Ser pai ou mãe de um atleta é dedicar uma boa parte da vida a ver as andanças do herdeiro pelo mundo. Para a maioria dos pais, acompanhar o sucesso do pequeno é uma grande recompensa por todos os problemas vividos durante a criação. Eventualmente, a saudade se sobrepõe às lições de vida. No caso de uma certa família argentina da cidade de Bernal, as coisas tomaram um rumo esquisito.

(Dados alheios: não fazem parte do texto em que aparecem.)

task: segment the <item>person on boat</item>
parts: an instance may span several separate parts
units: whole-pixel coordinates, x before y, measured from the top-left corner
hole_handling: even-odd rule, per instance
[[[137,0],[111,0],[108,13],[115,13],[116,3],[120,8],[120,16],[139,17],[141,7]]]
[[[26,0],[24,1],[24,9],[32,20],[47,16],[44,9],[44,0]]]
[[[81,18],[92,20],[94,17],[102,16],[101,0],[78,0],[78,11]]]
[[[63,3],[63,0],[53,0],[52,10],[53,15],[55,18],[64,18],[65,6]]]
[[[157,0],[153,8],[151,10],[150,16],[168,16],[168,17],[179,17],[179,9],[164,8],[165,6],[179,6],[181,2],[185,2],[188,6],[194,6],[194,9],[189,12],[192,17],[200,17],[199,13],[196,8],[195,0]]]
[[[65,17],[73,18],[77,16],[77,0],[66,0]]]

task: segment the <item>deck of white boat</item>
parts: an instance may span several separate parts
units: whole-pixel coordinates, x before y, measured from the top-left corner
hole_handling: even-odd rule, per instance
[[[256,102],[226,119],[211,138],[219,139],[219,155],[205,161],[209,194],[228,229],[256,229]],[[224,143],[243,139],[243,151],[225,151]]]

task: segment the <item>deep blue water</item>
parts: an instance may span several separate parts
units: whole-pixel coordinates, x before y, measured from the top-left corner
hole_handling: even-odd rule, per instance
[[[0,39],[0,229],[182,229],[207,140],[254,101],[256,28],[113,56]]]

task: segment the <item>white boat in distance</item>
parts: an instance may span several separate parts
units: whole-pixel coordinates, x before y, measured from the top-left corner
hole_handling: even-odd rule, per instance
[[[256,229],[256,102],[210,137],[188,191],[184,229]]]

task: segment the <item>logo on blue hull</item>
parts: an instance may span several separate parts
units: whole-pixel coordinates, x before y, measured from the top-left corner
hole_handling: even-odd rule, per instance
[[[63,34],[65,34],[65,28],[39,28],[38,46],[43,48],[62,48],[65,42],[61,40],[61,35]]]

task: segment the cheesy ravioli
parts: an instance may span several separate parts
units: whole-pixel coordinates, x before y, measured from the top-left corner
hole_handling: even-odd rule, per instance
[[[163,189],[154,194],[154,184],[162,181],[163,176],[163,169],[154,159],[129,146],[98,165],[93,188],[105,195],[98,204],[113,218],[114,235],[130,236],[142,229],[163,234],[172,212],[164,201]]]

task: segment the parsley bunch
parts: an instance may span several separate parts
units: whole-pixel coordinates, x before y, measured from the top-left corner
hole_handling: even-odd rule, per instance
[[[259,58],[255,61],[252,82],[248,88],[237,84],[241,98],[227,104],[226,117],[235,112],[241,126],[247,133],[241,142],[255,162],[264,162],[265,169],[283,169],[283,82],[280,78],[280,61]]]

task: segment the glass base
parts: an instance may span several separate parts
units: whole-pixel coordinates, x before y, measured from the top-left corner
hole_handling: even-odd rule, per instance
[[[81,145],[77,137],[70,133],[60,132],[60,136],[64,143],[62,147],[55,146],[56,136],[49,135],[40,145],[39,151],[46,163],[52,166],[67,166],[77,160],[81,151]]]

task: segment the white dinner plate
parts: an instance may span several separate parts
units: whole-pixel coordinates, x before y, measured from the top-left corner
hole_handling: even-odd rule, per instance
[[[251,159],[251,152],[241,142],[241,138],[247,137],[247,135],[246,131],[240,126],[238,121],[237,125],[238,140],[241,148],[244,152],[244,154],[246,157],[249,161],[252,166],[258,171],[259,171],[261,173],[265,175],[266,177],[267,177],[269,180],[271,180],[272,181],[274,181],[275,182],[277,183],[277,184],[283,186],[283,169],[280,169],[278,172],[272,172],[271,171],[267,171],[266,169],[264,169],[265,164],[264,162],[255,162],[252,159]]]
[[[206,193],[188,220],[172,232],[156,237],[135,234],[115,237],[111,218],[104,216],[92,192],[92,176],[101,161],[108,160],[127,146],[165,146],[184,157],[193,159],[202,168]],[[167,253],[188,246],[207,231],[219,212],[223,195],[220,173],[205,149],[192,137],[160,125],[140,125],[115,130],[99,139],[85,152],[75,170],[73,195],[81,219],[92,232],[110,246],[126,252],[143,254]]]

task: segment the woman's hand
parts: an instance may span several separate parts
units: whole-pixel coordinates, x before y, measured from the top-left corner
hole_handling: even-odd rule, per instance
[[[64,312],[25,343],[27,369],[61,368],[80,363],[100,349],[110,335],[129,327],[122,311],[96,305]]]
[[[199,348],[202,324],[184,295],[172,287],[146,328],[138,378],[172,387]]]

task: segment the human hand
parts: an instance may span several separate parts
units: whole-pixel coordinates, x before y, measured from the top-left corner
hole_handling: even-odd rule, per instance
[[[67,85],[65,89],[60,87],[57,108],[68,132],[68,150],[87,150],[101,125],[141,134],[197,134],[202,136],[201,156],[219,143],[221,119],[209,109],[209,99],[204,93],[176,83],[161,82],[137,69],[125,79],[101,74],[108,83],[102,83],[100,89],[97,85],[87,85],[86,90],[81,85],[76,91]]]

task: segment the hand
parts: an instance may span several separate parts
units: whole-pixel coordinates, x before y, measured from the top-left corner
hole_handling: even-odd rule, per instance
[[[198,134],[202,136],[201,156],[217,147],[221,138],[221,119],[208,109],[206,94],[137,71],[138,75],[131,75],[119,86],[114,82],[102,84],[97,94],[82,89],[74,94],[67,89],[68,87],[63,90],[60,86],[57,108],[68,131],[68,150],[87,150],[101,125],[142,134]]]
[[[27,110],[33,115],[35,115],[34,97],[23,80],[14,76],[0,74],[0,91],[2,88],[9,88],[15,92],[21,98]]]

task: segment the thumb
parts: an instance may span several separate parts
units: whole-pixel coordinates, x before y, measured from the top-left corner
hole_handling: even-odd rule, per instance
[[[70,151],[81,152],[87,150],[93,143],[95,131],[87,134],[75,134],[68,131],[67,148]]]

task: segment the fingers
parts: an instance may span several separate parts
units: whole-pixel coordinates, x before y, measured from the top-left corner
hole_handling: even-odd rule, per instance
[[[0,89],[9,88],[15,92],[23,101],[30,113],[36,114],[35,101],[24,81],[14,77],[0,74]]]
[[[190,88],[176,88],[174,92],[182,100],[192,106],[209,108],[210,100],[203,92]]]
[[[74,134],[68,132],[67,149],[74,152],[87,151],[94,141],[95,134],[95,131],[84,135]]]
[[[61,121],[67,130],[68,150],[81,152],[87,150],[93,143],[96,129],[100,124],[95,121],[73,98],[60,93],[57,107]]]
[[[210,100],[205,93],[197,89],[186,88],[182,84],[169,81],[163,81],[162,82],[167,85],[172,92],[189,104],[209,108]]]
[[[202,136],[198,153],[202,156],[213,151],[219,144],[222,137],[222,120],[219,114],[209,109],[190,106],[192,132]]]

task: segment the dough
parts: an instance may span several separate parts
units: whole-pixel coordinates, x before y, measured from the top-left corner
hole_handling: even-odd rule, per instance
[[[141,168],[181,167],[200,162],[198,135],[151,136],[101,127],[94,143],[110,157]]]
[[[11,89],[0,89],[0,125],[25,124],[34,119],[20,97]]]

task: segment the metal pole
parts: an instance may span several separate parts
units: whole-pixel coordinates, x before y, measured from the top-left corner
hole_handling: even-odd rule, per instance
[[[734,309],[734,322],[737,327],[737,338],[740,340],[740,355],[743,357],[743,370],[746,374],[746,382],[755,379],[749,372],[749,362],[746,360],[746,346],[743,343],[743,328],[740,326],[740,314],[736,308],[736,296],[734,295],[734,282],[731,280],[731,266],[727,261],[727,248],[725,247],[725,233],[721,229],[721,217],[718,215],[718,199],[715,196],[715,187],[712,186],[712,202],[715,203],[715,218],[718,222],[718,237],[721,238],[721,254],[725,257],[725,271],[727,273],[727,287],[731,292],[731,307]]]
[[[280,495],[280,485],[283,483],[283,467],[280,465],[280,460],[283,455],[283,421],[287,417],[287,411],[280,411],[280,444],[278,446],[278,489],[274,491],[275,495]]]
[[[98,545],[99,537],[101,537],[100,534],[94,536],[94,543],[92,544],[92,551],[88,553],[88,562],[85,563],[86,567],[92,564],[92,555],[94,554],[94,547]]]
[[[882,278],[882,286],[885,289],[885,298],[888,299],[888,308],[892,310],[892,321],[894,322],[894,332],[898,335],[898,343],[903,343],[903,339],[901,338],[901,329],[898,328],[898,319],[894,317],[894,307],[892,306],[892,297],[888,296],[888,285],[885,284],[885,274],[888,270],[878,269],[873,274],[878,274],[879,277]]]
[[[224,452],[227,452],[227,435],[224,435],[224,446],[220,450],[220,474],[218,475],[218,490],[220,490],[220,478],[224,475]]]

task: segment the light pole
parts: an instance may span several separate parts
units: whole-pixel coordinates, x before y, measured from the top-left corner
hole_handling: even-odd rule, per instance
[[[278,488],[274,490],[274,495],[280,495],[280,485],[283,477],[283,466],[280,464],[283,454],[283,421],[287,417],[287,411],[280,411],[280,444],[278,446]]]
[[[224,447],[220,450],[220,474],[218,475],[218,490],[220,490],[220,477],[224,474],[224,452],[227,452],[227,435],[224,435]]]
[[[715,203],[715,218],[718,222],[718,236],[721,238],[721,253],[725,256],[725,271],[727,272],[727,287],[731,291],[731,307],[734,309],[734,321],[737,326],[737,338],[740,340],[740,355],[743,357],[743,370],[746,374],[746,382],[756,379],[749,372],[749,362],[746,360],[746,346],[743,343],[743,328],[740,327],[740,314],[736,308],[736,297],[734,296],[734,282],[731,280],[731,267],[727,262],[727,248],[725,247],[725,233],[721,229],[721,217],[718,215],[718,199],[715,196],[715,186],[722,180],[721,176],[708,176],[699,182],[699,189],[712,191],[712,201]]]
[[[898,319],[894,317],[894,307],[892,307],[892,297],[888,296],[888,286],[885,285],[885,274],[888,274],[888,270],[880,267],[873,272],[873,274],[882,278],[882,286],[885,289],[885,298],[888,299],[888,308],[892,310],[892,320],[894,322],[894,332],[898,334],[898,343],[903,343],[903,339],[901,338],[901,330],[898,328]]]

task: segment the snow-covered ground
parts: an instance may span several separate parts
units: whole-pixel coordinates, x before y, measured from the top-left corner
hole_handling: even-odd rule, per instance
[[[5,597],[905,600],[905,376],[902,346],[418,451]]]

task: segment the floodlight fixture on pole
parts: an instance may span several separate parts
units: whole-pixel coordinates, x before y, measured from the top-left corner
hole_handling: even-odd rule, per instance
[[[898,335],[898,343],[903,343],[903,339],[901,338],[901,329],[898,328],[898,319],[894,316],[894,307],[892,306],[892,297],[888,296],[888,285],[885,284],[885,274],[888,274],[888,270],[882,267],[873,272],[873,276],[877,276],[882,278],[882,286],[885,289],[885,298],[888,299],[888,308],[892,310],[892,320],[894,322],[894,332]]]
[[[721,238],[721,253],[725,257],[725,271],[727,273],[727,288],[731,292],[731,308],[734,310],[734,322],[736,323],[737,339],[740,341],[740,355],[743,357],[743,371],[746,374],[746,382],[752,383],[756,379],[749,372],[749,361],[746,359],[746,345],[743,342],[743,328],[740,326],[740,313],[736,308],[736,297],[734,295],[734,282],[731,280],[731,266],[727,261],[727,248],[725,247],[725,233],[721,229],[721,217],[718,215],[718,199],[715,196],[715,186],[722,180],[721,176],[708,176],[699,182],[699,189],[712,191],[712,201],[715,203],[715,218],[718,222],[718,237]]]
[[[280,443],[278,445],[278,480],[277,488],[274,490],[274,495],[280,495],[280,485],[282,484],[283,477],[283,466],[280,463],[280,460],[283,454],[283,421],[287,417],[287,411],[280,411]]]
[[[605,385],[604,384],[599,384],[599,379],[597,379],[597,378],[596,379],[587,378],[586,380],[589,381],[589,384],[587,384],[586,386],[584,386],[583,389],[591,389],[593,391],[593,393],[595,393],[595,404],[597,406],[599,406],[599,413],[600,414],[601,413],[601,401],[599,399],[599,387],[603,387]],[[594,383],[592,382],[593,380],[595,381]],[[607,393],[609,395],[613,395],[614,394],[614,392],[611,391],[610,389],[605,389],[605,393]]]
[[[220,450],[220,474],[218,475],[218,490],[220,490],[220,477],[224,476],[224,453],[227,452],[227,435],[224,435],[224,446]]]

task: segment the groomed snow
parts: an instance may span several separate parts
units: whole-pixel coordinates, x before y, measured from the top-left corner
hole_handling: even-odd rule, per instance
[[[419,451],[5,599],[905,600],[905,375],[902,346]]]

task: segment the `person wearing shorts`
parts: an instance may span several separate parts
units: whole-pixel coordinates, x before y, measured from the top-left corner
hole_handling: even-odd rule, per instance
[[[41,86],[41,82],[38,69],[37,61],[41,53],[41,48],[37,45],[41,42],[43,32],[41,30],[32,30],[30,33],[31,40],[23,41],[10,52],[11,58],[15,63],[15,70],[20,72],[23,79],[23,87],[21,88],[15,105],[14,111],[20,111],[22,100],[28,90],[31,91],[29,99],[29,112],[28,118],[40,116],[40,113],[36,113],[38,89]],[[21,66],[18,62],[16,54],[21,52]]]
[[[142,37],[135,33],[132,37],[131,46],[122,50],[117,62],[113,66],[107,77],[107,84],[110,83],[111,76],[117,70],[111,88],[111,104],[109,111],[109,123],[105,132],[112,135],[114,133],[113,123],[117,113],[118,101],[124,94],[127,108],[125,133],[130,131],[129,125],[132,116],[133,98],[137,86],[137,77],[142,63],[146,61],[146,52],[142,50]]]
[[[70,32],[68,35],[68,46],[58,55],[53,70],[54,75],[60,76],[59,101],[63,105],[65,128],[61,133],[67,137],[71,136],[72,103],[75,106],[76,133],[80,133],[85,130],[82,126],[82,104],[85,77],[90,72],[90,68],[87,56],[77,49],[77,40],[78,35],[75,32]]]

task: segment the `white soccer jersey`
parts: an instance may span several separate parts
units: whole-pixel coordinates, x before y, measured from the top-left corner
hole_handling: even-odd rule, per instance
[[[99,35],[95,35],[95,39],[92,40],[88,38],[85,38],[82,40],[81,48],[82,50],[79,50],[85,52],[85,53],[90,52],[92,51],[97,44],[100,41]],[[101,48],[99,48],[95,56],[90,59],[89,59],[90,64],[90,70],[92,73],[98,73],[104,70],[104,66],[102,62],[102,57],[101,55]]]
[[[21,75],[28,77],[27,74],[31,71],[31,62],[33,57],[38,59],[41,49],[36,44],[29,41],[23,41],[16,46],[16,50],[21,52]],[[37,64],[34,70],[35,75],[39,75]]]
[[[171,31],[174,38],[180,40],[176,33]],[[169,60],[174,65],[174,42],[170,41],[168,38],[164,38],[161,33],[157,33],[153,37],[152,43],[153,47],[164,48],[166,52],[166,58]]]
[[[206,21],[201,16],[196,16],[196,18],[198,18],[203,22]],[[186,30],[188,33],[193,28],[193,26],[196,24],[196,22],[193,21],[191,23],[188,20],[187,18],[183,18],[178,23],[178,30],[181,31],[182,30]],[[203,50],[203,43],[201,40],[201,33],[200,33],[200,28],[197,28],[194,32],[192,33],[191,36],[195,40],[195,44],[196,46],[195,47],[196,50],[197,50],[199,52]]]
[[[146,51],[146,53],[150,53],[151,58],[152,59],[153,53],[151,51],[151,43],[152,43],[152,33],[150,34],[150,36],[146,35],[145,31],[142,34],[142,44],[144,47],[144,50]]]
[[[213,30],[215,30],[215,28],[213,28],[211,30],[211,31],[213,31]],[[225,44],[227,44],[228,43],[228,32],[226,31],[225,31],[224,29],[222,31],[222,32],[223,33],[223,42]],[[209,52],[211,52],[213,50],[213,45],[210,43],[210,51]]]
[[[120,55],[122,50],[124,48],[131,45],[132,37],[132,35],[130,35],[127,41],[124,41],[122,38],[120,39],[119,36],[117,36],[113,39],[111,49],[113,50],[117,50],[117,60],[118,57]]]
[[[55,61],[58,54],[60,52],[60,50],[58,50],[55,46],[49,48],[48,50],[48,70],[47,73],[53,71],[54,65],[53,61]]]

Diego nasceu em 12 de junho de 1979 e ganhou um irmão logo em seu primeiro ano de vida. Gabriel veio ao mundo em 7 de setembro de 1980. A infância dos dois foi repleta de traquinagens. Muito ligados à bola desde crianças, os Milito foram parar em uma escolinha de futebol chamada Viejo Bueno, na vizinhança de Quilmes. Lá, tiveram o primeiro contato com um clube e aprenderam os fundamentos básicos do esporte que pretendiam praticar.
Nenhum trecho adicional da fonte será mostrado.